- Interactive map of Kvaisi
- Kvaisi Location within Georgia Kvaisi Location within Racha-Lechkhumi and Kvemo Svaneti Kvaisi Location within South Ossetia
- Coordinates: 42°31′22.04″N 43°38′22.04″E﻿ / ﻿42.5227889°N 43.6394556°E
- Country: Georgia
- Mkhare: Racha-Lechkhumi and Kvemo Svaneti
- District: Oni
- Elevation: 1,350 m (4,430 ft)

Population (1989)
- • Total: 2,264

= Kvaisa =

Kvaisi or Kvaisa (კვაისი /ka/, Къуайса /[ˈkʼʷäjsä]/) is an urban-type settlement in the Oni Municipality of Georgia. According to the official subdivision of Georgia it is in the Oni district of the Racha-Lechkhumi and Kvemo Svaneti region of Georgia.

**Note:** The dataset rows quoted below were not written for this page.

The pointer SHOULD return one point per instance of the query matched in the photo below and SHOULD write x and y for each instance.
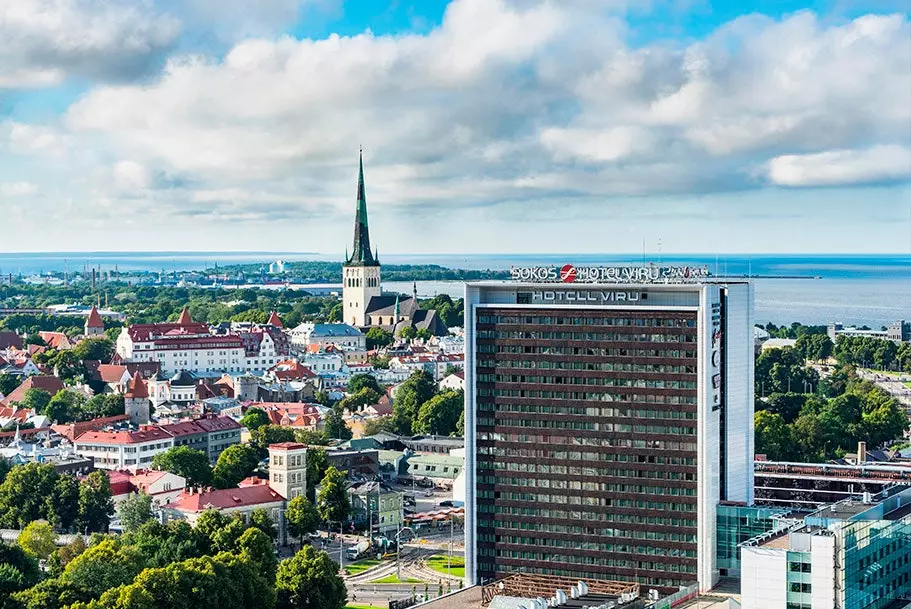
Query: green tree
(234, 464)
(332, 501)
(254, 418)
(261, 520)
(96, 504)
(24, 492)
(302, 517)
(62, 505)
(317, 464)
(256, 546)
(36, 399)
(38, 539)
(134, 511)
(773, 436)
(310, 580)
(104, 566)
(335, 425)
(440, 414)
(65, 406)
(358, 382)
(414, 391)
(378, 337)
(187, 462)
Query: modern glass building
(608, 413)
(854, 554)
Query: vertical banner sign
(716, 356)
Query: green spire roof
(361, 254)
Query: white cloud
(18, 189)
(43, 41)
(840, 167)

Settlement is located on the river Jejora (which is a tributary of Rioni river) on the slopes if Racha mountain ridge, 60 km north-west of Tskhinvali and 20 km from Oni.

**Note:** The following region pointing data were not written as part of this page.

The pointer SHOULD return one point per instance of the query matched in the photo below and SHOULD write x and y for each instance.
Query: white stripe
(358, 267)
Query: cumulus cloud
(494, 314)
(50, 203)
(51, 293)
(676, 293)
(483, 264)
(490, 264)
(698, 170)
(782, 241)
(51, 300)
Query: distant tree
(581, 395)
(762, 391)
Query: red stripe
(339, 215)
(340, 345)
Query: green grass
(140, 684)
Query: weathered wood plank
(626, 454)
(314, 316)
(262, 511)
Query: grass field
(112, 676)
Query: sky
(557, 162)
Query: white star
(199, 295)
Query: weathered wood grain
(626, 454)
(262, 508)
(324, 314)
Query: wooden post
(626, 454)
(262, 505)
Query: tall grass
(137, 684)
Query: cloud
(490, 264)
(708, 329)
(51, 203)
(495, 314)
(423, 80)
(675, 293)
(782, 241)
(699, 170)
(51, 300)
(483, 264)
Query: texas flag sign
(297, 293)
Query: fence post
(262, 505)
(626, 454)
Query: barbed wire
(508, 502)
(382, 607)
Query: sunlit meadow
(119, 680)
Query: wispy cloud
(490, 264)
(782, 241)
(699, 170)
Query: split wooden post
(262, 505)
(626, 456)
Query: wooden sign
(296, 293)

Lead and zinc deposits are located near the city and in the Soviet times an ore mining and processing enterprise and hydroelectric power station worked in the region.

The town suffered significantly in the 7–8 September 2009 earthquake and around 80 local families remained homeless in late September.